I agree with you that there is some comfort in the Pisan cantos, and some kind of wispish meloncholy elevating beauty in the Drafts and Fragments--and I have been compelled into admitting that different people find their comforts in different ways--but the Cavalcanti translation? The Tuscan intellectualized version of courtly love, of fin amours? Man, that would be cold and confusing comfort for me. Cavalcanti and to some degree, his friend Dante approach love in much the same way that Pound suggests his Mauberly approaches work--from the vantage of pure aesthetics--so that they pass by, "inconscient, full gaze," the women whom they would adore.
But thank-you for a reply--and I gladly admit that in many ways, each of us finds a different Cantos.
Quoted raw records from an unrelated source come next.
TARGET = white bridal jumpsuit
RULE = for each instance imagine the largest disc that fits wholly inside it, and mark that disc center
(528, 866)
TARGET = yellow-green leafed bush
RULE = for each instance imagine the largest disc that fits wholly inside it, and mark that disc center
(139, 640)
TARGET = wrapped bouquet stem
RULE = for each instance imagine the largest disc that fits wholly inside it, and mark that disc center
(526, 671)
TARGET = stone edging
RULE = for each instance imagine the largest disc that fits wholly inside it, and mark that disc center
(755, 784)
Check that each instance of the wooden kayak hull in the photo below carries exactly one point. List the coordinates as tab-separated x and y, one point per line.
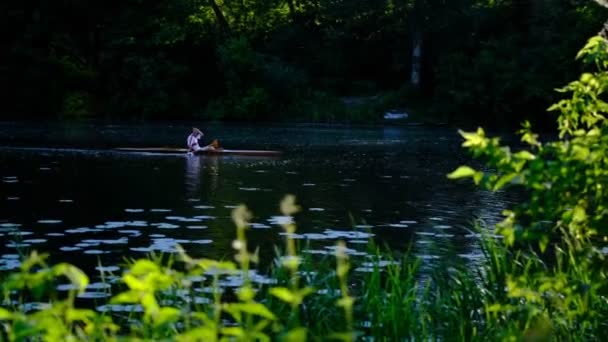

>>> Eric Wagner <[log in to unmask]> 08/27 1:00 PM >>>
In a message dated 8/25/99 6:41:01 AM Pacific Daylight Time,
[log in to unmask] writes:
<< I wonder if Pound would see his Cantos as a work to comfort during those
certain times late in the night, far from home? I think Frost's work might
serve this end, but the Cantos is primarily a working text, not a comforting
one. (not to say that it does not possess comforting moments, or lyrical,
Where is this quality in the Cantos that most provides the comfort of
which you write? Serious question.
I think Pound intended the Cantos to delight, teach and move. I certainly
have found a great deal of comfort from it, especially from the Cavalcanti
translation, Canto 45, the Pisan Cantos and the Drafts and Fragments.